Email Obfuscation: A Hugo Shortcode and Astro Component

The article Email Obfuscation: What Works in 2024 by Spencer Mortensen discusses various techniques to hide email addresses from spam bots while keeping them accessible to users. It evaluates methods like plain text, HTML entities, CSS display properties, JavaScript techniques, and others, testing their effectiveness in blocking spam.

Some methods, such as CSS display: none and certain JavaScript techniques, are found to be highly effective, while others like HTML comments and symbol substitution offer little protection.

CSS display: none

This [technique] requires the harvester to interpret style rules contained in a separate stylesheet document. This is impossible for the vast majority of harvesters, which are something less than a full web browser. As a result, this is one of the best obfuscation techniques.

Use the following HTML:

<span class="email">email@example<b>.example</b>.com</span>

And the following CSS:

span.email b {
  display: none;
}

It’s important to use “display: none” to hide elements of the email address, because this is fully supported by all screen readers. Visual-only techniques (such as repositioning part of the text off screen) will prevent everyone except your sighted readers from reaching you.

Hugo Shortcode

For my Hugo websites, I converted this technique into a Hugo shortcode. Here’s a step-by-step guide on how I accomplished it.

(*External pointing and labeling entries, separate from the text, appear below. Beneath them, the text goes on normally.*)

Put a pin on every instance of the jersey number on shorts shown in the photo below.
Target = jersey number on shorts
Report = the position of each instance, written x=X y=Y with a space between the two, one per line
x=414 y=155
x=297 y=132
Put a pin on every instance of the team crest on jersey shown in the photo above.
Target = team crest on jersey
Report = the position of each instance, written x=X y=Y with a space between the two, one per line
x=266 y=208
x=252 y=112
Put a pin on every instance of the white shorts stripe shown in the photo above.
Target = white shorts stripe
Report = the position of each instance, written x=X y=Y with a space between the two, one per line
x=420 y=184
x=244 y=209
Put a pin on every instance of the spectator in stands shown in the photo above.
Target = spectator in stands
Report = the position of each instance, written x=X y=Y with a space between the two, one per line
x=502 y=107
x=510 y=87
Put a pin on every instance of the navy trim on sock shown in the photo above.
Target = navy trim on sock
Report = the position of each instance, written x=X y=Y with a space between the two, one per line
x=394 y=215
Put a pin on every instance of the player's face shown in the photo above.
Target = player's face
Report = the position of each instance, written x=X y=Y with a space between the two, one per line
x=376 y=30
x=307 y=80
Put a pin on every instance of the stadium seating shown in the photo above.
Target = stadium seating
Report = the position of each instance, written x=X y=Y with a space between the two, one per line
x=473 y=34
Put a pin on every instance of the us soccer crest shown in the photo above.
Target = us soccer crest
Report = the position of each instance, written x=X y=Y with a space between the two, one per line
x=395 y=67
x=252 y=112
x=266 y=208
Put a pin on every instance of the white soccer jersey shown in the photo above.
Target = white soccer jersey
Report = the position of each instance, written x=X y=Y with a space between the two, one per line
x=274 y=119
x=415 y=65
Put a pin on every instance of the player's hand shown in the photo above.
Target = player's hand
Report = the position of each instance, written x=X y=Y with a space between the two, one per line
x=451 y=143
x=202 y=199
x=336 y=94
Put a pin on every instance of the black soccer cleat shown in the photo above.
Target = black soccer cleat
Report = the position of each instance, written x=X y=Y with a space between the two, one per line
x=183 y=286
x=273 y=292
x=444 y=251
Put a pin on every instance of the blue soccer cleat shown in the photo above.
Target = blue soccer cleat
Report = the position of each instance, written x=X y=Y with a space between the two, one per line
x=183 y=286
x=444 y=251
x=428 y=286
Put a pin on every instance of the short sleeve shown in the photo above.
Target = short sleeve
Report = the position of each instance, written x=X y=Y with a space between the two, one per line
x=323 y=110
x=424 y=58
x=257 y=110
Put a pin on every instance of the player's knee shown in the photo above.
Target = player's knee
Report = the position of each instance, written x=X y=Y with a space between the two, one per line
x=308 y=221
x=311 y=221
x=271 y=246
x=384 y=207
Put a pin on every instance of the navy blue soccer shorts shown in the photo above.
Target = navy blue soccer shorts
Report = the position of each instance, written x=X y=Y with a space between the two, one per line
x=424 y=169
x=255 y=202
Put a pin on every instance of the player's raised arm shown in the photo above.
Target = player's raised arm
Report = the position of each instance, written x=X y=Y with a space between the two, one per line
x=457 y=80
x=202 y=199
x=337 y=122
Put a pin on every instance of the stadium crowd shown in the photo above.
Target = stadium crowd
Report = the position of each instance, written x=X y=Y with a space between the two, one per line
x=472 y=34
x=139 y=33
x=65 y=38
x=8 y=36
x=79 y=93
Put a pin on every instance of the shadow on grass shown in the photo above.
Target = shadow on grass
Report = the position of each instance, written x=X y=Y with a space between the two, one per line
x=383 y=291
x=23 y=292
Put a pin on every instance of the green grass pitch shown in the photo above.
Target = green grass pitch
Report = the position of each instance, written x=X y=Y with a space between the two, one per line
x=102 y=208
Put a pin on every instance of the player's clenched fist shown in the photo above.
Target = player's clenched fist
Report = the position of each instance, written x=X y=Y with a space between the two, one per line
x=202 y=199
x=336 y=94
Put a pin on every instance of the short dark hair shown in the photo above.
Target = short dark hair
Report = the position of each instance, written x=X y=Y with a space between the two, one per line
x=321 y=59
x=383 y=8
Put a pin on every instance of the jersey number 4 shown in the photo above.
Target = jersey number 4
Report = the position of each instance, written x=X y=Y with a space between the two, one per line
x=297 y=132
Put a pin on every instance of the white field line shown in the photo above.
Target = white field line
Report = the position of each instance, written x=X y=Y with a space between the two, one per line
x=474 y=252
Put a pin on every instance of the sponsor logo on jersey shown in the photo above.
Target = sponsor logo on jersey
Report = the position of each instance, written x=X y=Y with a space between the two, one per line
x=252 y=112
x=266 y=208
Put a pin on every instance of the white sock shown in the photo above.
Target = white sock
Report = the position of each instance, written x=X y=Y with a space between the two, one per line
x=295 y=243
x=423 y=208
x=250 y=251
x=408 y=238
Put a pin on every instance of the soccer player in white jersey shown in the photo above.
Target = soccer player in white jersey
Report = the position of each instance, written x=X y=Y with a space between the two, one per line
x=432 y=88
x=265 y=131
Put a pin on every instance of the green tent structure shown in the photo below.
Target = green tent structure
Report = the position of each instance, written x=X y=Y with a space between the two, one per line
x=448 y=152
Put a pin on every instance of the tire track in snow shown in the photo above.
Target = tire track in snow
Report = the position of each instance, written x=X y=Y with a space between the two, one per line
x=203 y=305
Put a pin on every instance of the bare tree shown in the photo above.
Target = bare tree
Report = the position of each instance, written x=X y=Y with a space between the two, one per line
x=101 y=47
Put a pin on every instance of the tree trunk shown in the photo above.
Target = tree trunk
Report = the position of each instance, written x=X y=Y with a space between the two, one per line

First, add a default email address to config/_default/params.toml — we will use this as a fallback when no email address is specified:

# defaultEmail
defaultEmail = "email@example.com"

Next, add the CSS — to assets/scss/common/_custom.scss if you’re using Hyas:

span.email b {
  display: none;
}

Then, create the shortcode file:

{{- /* Set defaults and get args. */}}
{{- $address := index .Params 0 | default site.Params.defaultEmail }}

{{- /* Get parts. */}}
{{- $addressParts := split $address "@" }}
{{- $userName := (index $addressParts 0) }}
{{- $rootDomain := (index $addressParts 1) }}
{{- $rootDomainParts := split $rootDomain "." }}
{{- $domainName := (index $rootDomainParts 0) }}
{{- $topLevelDomain := (index $rootDomainParts 1) }}

{{- /* Render. */}}
<span class="email">
  {{- printf "%s@%s<b>.%s</b>.%s" $userName $domainName $domainName $topLevelDomain | safeHTML -}}
</span>

The shortcode gets the email address you provided — using the default email address if you didn’t specify one. Next, it splits the email address in parts — userName, domainName, and topLevelDomain — and renders the HTML.

Now, you can use the shortcode in Markdown — using defaultEmail:

{{< email >}}

Or, by specifying an email address:

{{< email "email@example.com" >}}

Astro Component

I also converted this technique into an Astro component for my Astro websites.

First, add a default email address to src/params.ts — we will use this as a fallback when no email address is specified:

export type siteParams = {
    defaultEmail: string;
};

const siteParams: siteParams = {
    defaultEmail: "email@example.com"
}

export default siteParams;

Next, add the CSS to src/styles/global.css:

span.email b {
    display: none;
}

Then, create the component file:

---
// Set defaults and get args
import siteParams from '../params';
const defaultEmail = siteParams.defaultEmail;
const { address = defaultEmail } = Astro.props;

// Get parts
const addressParts = address.split('@');
const userName = addressParts[0];
const rootDomain = addressParts[1];
const rootDomainParts = rootDomain.split('.');
const domainName = rootDomainParts[0];
const topLevelDomain = rootDomainParts[1];
---

<!-- Render -->
<span class="email">{userName}@{domainName}<b>.{domainName}</b>.{topLevelDomain}</span>

The component gets the email address you provided — using the default email address if you didn’t specify one. Next, it splits the email address in parts — userName, domainName, and topLevelDomain — and renders the HTML.

Now, you can use the component in MDX — using defaultEmail:

import Email from '../components/Email.astro';

<Email />

Or, by specifying an email address:

import Email from '../components/Email.astro';

<Email address="email@example.com" />

Conclusion

Spencer Mortensen showed us that some email obfuscation methods, such as CSS display: none and certain JavaScript techniques, are found to be highly effective, while others like HTML comments and symbol substitution offer little protection.

I’ve explained how to use the CSS display: none technique to hide email addresses from spam bots, and showed you how to convert this technique into a Hugo shortcode and an Astro component — I hope you find it useful!